By George Abbott
Jan 29 - (The Insurer) - The US insurance industry is expected to stop acting as an unofficial ESG "enforcement arm" under the second Trump administration, according to Scott Seaman, Insurance Industry Group Leader at Hinshaw & Culbertson.
In an interview with The Insurer TV, Seaman said insurers will face less pressure to withdraw from underwriting and investing in fossil fuel projects following Trump's election as president for the second time.
“I think the Biden rule that allowed the consideration of other factors, like ESG, in addition to return on investment, is going to disappear under the Trump administration,” Seaman said. “And I don't think we're ever going to see the final SEC rule on climate disclosure go into effect.”
“On balance, there will be less pressure on insurers to avoid underwriting fossil fuel companies,” he concluded.

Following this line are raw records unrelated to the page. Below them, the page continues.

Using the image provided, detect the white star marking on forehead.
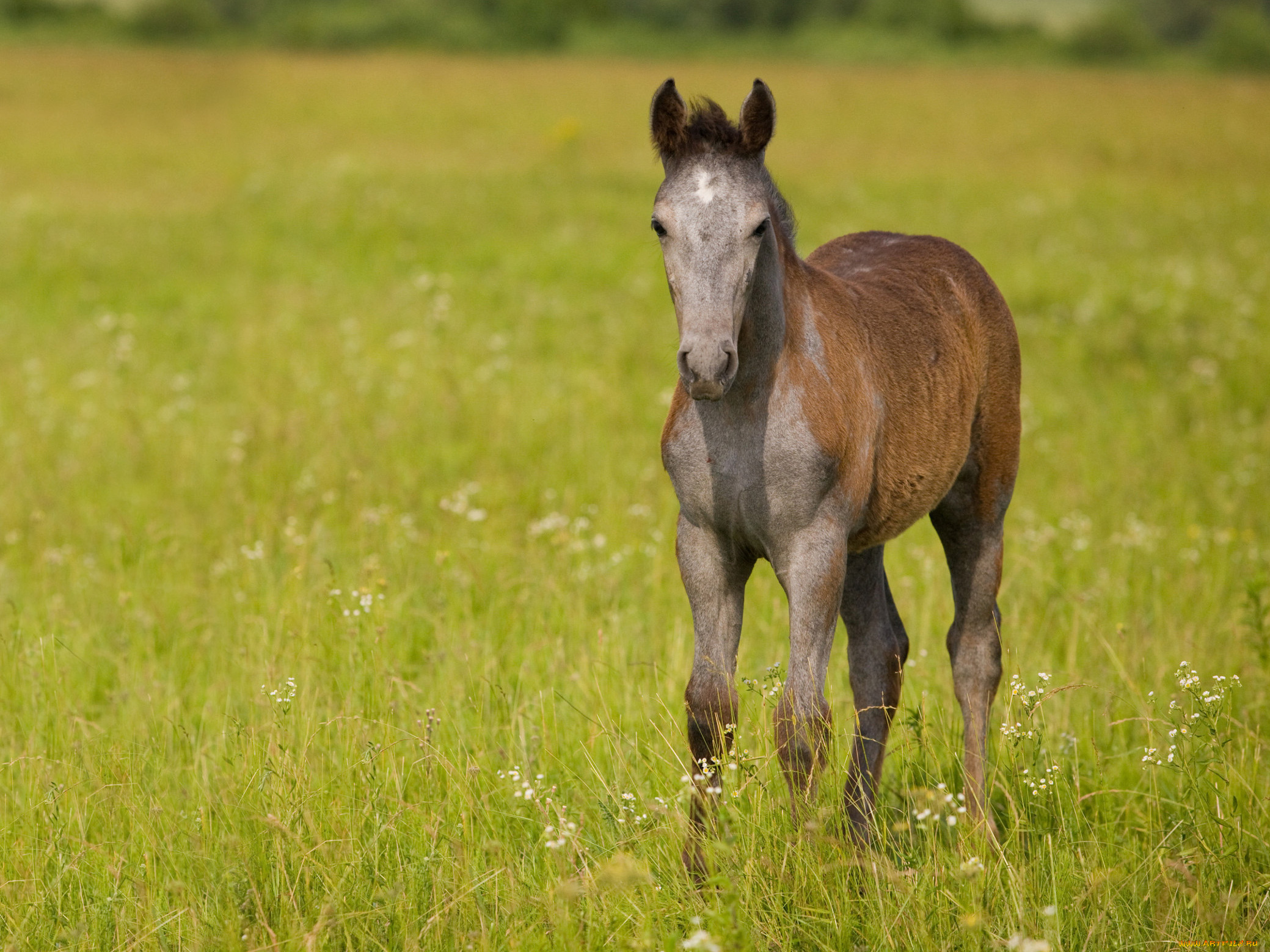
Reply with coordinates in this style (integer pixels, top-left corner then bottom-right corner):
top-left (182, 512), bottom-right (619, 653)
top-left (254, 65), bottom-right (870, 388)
top-left (697, 169), bottom-right (715, 205)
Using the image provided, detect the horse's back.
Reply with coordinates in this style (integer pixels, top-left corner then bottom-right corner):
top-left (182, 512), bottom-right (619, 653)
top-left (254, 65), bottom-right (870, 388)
top-left (806, 231), bottom-right (1020, 545)
top-left (806, 231), bottom-right (1020, 400)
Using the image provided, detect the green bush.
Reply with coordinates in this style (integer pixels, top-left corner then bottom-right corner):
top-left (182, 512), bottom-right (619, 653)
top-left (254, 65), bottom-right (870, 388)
top-left (131, 0), bottom-right (220, 39)
top-left (1067, 6), bottom-right (1155, 62)
top-left (0, 0), bottom-right (64, 23)
top-left (1204, 6), bottom-right (1270, 70)
top-left (864, 0), bottom-right (990, 39)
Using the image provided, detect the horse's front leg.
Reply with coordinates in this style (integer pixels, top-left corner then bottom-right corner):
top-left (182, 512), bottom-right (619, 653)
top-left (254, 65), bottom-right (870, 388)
top-left (775, 518), bottom-right (847, 823)
top-left (674, 514), bottom-right (754, 880)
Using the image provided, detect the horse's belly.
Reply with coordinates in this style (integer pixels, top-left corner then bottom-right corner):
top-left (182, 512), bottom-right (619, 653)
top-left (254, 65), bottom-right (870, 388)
top-left (850, 404), bottom-right (970, 551)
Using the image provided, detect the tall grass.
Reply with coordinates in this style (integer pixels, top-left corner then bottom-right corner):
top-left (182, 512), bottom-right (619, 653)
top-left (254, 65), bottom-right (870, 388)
top-left (0, 48), bottom-right (1270, 950)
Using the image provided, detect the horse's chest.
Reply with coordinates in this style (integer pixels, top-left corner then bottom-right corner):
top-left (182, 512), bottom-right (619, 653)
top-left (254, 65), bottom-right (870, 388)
top-left (663, 406), bottom-right (834, 551)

Tort reform: no major changes expected under Trump
Seaman does not expect the Trump presidency to address escalating liability costs with tort reform.
Over the past five years, US commercial casualty insurance losses have grown at an annual rate of 11 percent, reaching $143 billion in 2023 — surpassing global natural catastrophe losses of $108 billion, according to Swiss Re’s November 2024 Sigma report.
However, Seaman made it clear that he does not expect meaningful changes at the federal level to help address this.